Pardon me please for being overly personal and sentimental here, but have you ever been so moved by a thing that you cannot exorcise the demon until you've written about it? Alright, perhaps you find that strange, but this happens to me periodically, not often. The feeling is one of unsettled, repressed, and vehement emotion--positive or negative, perhaps both.
My mother, Karen Hammond, died in 1996 when I was 24 and she was 42. I put this in writing here for the first time, and I am at once liberated and pained. Doctors diagnosed her with fairly benign breast cancer in the spring, and after two separate mastectomys, chemotherapy, radiation, and no pot to curb the nausea, she died in October. I remember a few weeks before her passing, one of the last pleasant images in my memory, I came home from college to find her weeding her beloved flowerbed of magnificent petunias in the front of our white, blue-trimmed, two-story home in Star, Idaho. That captures the woman she was, doesn't it? Bent over, working, creating meaning, moments before death.
I referred to her as "Mumsy" for a reason I do not recall, and I find that relating this story to a caring community, through writing and social media, heals me in a unique way. It also sickens me. But, creating meaning of her life through language, to an audience, sharpens my memories of her, long repressed, paying respect to her while I suffer without her.
I remember now a moment so tender and painful that it is difficult to share. She wore a handkerchief to clothe her head when she was not wearing a wig. My dear sister cared for her right until the end. On that same trip home, my sister helped her to adjust the cover as it was slipping off. The handkerchief was blue, knotted in the back, and I sat on the couch, right in front of her, below her. In a flash, the cover slipped from my sister's fingers, she fumbling to replace it, my mother gasping and beginning to weep uncontrollably, my eyes witnessing my Mother's mostly bald head for the first time. We all wept, and I thought, in my stupidity, that our emotions were just on our sleeves.
I asked her why she wept, still a little uncertain. Her words shocked me, literally like a painful jolt of electricity. She said, "I didn't want you to see me this way." I have never spoken of this moment, much less written it down. I fear doing it now, but sharing with you helps me to see the scene clearly again.
Her words hurt me so acutely because I didn't care how my mother looked, just that she was with me. I suffer still with this moment, but I am making meaning of it in my mind as I write to you.
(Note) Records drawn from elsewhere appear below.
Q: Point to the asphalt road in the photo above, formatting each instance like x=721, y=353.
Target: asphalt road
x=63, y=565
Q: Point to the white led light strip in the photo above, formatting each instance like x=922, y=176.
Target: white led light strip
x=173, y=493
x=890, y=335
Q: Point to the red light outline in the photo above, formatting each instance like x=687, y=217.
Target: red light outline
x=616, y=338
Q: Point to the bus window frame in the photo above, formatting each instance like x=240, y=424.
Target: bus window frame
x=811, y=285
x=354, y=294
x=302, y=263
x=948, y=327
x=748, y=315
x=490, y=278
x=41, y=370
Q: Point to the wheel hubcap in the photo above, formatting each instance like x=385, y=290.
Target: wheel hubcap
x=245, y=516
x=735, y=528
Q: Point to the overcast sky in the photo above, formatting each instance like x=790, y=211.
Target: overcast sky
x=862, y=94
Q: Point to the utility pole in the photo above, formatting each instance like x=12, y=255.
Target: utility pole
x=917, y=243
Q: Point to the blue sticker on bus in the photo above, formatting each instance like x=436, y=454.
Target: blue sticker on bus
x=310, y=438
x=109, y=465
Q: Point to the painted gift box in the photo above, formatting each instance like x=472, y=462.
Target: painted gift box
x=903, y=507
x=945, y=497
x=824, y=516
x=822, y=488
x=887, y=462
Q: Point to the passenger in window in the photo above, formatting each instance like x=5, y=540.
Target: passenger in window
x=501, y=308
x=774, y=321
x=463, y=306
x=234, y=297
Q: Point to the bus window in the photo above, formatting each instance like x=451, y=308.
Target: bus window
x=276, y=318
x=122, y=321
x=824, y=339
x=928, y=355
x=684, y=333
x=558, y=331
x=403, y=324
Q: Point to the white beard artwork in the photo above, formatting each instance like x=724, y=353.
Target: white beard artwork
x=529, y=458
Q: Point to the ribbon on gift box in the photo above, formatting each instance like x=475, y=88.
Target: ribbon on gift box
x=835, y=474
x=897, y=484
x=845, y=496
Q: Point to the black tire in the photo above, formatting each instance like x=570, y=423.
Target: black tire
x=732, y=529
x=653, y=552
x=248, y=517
I thought, until this evening, that she feared I might be appalled by her appearance, that her beauty was at stake--that I might be so superficial. I was wrong. She was shielding me from her pain, protecting her child. I discovered this just now.
I could share more suffering, but I don't need to. We all have experiences that are chaotic and traumatic. Yours differ from mine only in kind, and as humans we share the psychological trauma that life entails. In writing to a community, the essence of social media though by no means the only medium, we bear burdens together and learn from one another. We make order and design out of chaotic experience because without this, life becomes meaningless and random. We are, above all else, a social species. Our true humanity lies in our intensely social behavior, and therefore, much is at stake in social media. Facebook, Twitter, Google +, and the like are silly on the surface, but beneath, they provide an apparatus, a forum to work out what it means to be human--alive and dead.
I will allow you to make of this what you will, but I must tell you how and why I wrote my story.
I refer to the experience I mentioned in the opening. A video I watched on the Internet triggered the memories of my mother. Through social media, I vicariously suffered and felt the pain of another human being--empathy. I happened upon a moving Ted Talk a few weeks ago. John Hockenberry, who has won impressive awards for his sharp journalism and commentary on Dateline NBC, delivered the brief speech. It is embedded here - worth your time, I assure you.
I will let John tell his own story and not summarize it here. My summary would detract from his power, and the important point here is that his story moved me in a powerful way. I experienced his pain exquisitely through his words. But, I need to stress the main idea as I have reconstructed it in my mind. I was left troubled and disturbed until I could make sense of his message, which has everything to do with the core of social media, the real essence of what powers the media and why they thrive. Designing intentional order in the midst of chaos brings meaning to our lives as human beings. Hockenberry brought me through chaos to see design. This was his message--human beings all must design with a purpose to find meaning in existence, and sharing that order with others elevates the consciousness of the community, society, humanity.
In communicating, we participate in the human, social enterprise of ordering the universe. Language itself is a way of designing our lives together. Share your stories, design them, make meaning, and elevate the consciousness of the planet earth. They are valued. This is empathy, sharing and feeling each other's experiences.